Tenemos alas. Así decía el tema de la ceremonia de apertura, este martes, de los Juegos Paralímpicos de Tokio-2020, y los atletas convidados, de unas 160 naciones, sentían que se realizaba uno de esos sueños en los cuales, por encima de cualquier problema, vence la voluntad de vivir y confraternizar.

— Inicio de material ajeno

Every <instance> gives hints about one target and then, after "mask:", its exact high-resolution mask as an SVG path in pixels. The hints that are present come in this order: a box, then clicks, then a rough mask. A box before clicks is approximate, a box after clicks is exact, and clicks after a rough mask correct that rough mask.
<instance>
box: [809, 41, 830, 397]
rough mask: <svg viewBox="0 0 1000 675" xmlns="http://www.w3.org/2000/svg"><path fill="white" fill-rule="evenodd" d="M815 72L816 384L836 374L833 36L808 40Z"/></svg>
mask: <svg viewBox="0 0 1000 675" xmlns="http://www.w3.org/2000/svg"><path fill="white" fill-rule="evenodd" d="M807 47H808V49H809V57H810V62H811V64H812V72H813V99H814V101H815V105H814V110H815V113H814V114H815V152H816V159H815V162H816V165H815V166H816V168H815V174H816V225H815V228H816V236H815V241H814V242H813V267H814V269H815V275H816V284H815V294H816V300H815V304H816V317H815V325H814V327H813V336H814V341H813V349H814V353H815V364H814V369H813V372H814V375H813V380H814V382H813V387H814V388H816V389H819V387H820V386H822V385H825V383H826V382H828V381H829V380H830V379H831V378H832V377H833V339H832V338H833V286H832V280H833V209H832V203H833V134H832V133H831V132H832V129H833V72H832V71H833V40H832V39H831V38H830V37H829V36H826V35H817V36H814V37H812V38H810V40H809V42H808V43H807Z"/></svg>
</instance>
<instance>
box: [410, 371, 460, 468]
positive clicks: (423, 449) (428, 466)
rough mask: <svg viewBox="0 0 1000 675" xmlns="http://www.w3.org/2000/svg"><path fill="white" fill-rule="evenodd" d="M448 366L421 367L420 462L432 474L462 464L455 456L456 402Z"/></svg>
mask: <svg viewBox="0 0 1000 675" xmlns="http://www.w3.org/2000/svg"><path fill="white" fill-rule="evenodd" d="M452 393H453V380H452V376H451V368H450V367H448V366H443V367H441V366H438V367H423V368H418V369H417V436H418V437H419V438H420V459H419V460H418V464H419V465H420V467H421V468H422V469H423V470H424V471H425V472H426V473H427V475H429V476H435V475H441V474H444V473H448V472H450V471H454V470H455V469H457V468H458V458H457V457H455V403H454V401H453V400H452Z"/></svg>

Fue sencilla la representación, sin esos alardes de tecnología que no estarían acorde con el momento crítico que vive el mundo, y en contraste con la realidad de la pandemia que azota, se vio una luz en la alegría de los paratletas que desfilaron, continuidad de la fiesta olímpica y escenario para reconocer la tenacidad expresada en el deporte.
Cuba volvió al gran estadio de la capital nipona, en alto la bandera, esta vez en las manos de los campeones paralímpicos Omara Durand y Lorenzo Pérez, corredora ella y nadador él, seguidos por la comitiva antillana que buscará poner más gloria en el currículo atlético cubano, expresión de verdadera masividad, de un genuino derecho del pueblo.
En los Juegos Paralímpicos brillan las estrellas cada cuatro años, y la belleza de estos certámenes radica en que cada competidor, sobrepuesto a su discapacidad, crece desde el empeño deportivo. Esta cita es un modo de conquistar sus más altas aspiraciones.
Volvieron a ondear las banderas de muchas naciones en el Estadio Olímpico, y fue una gala de fuegos artificiales, y en la coreografía atravesó la escena el vuelo de un avión con una sola ala.
Otra fiesta del deporte y la voluntad comenzó en Tokio.